One of the most significant updates, as mentioned in a prior blog, allows Responsible Reporting Entities (RREs) to report Section 111 data for an individual if that individual’s query response file reflects that they will become a Medicare beneficiary within three (3) months.

The DDE reporting update is also significant. For one, it allows DDE users (“small reporters,” or RREs submitting 500 or fewer claim reports per year) to have functionality with the new PAID Act protocol. Thus DDE users now have access to Medicare Advantage (Part C) and Prescription Drug Plan (Part D) enrollment information in the query response file. Secondly, it demonstrates that CMS intends to stick to its stated timeline on PAID Act changes. Thus, we should expect that come December 11, 2021, that CMS will timely implement the PAID Act for standard Section 111 users/RREs.

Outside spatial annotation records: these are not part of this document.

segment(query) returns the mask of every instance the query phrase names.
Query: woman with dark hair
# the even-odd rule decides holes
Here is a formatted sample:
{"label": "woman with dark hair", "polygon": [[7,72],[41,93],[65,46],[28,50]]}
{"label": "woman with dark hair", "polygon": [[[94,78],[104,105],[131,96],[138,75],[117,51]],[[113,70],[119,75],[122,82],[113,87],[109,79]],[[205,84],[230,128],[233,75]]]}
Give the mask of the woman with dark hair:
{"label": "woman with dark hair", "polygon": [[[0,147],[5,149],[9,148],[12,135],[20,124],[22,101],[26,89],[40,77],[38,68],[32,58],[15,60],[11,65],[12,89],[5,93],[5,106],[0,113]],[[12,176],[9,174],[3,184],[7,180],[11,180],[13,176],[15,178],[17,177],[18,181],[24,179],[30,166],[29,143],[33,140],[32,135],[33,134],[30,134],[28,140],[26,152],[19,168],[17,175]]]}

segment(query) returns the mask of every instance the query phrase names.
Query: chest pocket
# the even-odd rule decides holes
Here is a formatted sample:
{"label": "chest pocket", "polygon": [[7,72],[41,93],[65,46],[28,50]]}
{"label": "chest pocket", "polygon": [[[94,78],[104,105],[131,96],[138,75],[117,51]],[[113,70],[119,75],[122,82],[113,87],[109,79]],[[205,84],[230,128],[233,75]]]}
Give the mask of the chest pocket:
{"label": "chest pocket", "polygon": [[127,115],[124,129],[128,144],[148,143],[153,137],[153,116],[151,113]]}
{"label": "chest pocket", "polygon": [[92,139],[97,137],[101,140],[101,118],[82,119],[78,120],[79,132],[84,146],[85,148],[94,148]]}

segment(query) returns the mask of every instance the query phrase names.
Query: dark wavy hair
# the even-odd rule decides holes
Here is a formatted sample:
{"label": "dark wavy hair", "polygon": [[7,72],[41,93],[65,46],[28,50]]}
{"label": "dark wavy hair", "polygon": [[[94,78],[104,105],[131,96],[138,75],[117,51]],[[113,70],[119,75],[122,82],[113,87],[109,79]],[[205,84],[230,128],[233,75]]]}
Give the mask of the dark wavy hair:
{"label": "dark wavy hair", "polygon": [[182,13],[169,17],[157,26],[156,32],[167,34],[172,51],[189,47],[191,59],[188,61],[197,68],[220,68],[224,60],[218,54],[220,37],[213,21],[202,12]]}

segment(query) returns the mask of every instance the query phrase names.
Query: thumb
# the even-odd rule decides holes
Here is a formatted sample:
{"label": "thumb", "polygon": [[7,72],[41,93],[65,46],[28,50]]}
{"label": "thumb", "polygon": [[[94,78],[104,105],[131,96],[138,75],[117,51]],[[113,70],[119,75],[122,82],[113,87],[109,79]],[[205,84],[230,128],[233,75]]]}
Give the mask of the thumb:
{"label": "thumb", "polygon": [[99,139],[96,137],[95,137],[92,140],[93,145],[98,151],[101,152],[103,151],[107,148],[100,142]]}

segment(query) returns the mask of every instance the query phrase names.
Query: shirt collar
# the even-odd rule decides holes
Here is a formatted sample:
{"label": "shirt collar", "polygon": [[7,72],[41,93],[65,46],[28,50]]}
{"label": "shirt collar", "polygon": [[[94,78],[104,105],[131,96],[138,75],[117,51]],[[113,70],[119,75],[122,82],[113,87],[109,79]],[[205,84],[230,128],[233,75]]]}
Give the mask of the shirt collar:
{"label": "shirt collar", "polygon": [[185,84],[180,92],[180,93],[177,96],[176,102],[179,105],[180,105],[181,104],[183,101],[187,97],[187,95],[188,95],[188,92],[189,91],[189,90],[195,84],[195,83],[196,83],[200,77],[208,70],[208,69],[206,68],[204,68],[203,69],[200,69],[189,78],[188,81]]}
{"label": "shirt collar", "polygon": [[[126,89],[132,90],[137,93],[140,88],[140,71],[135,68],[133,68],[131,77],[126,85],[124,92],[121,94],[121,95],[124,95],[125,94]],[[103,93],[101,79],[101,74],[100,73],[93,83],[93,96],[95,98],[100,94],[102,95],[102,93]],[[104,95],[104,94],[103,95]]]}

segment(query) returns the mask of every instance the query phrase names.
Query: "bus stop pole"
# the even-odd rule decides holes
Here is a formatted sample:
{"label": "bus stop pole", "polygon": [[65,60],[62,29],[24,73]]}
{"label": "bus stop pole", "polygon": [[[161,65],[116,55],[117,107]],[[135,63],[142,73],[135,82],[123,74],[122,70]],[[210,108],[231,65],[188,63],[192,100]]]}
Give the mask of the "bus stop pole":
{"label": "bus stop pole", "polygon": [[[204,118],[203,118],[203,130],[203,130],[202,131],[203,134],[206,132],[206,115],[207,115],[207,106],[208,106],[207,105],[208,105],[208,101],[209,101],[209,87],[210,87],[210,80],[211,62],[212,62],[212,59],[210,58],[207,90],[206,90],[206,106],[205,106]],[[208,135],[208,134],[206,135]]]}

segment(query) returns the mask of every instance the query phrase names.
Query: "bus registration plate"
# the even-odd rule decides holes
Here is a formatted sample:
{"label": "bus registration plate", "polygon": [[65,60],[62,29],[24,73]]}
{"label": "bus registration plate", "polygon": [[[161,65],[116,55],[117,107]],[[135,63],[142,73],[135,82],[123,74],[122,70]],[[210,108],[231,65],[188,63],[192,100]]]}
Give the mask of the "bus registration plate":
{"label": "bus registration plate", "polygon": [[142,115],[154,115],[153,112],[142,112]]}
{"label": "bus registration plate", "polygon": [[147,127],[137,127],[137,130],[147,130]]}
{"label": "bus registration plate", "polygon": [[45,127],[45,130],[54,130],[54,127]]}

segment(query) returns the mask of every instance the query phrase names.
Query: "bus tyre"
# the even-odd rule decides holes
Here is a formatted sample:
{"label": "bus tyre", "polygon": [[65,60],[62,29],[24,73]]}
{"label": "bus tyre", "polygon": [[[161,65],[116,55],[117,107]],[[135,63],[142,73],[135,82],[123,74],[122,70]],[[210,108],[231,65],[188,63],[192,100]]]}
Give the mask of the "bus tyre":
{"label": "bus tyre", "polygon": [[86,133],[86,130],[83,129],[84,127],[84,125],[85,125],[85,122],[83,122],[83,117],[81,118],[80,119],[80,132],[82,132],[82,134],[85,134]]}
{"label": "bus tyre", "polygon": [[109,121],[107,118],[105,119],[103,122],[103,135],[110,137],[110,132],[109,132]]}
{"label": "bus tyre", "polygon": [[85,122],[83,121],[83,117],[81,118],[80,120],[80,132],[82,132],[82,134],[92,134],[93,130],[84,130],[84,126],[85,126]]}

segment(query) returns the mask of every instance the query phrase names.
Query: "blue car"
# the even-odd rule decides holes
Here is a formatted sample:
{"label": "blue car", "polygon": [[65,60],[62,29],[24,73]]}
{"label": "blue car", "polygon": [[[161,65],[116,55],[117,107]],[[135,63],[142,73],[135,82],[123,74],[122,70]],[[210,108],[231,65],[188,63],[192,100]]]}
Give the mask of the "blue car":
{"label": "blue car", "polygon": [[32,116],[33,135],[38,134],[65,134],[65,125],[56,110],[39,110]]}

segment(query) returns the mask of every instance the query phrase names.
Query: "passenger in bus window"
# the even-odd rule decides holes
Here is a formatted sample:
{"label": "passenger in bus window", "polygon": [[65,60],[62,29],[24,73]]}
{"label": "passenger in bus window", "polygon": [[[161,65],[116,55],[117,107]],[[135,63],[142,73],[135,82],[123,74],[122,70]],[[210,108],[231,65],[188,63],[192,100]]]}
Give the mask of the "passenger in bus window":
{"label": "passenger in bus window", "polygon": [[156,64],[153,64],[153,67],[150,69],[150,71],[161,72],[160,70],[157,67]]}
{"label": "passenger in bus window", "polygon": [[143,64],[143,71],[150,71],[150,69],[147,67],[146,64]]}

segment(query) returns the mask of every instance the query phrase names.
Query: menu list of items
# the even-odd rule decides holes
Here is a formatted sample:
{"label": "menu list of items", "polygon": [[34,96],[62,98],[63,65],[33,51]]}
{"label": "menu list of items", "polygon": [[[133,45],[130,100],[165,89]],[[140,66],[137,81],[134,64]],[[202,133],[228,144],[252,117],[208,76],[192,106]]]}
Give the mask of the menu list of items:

Finally, it is worth noting the absence of an update regarding mandatory threshold reporting guidelines for 2022. The current threshold for reporting liability, no-fault, and workers’ compensation settlement is $750.00 (last updated November 25, 2020), and CMS is required to publish an annual threshold pursuant to Section 202 of the Strengthening Medicare and Repaying Taxpayers (SMART) Act of 2012. Thus, we anticipate CMS publishing the 2022 threshold before year’s end and an update on the threshold to be issued with another updated NGHP User Guide likely next month in November.